Her words didn’t reassure Sophie, who had almost convinced herself she was going to die of cancer at thirty-six, or at least go through months of intensive radiation treatment, making her hair fall out.

For Sophie this prospect was even worse than dying, because she considered her long chestnut locks her crowning glory.

Corinna dabbed some cold gel on Sophie’s stomach, and ran the probe across her skin. She typed some information on the keyboard in front of the monitor.

There was another monitor in the corner of the room where Sophie saw a triangular image pop up of the inside of her womb.

Corinna resumed moving her probe low against Sophie’s abdomen, making her wish she could go to the toilet.

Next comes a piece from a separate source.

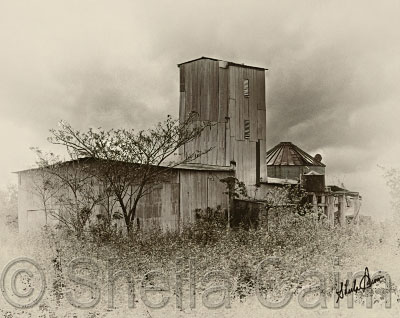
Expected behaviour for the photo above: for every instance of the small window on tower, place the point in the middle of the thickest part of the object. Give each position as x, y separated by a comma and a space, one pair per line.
246, 129
246, 88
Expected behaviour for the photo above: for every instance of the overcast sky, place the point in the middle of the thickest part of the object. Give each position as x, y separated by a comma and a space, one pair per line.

She knew they needed a full bladder so they could see through all the liquid, but it still made her uncomfortable.

Sophie couldn’t really make out what was on the monitor, black and white shapes that could be a baby… or a cancerous growth.

Corinna did some more calculations on her keyboard, which to Sophie did not bode well.

“Well, it looks like you have a healthy little foetus in there, Sophie. Even though it’s no more than a few centimetres long, you can already see the leg and arm buds, and the little head curled over on itself.”

As she moved her pointer across the screen to indicate the various parts, Sophie saw that it was indeed baby shaped.

She didn’t have cancer. She had a baby, a miracle child borne of dreams.

Impossible but true! But would it stay there long enough to grow and be born? Such a miracle
had
to survive, she told herself. It simply had to.

“Your little one is wide awake, moving its little arms and legs about. Can you see?” Corinna asked.

Sophie nodded in absolute wonder, not trusting herself to speak. But already the tears pricked her eyes. She dashed them away with the back of her hand, but they continued to flow.

“Oh I’m sorry. I thought you’d be happy with the news,” Corinna said in concern, and handed Sophie a tissue from the box beside her coach.

“I am. I’m more than happy. I’m – I’m just amazed it’s real. Your equipment is never faulty is it?” she had to ask.
“If it was faulty it would read nothing at all. You definitely have a little person on board. Congratulations.”
“Thank you,” Sophie whispered, wiping the tears away with the tissue.

“Now I’ll just check your baby’s heartbeat, so we can give your doctor all the information. When you go back out to reception, you can book yourself in for the twelve week scan if you like.”

Sophie nodded. Please stay in there little one, she begged the heavens. Stay and grow and be my dream child.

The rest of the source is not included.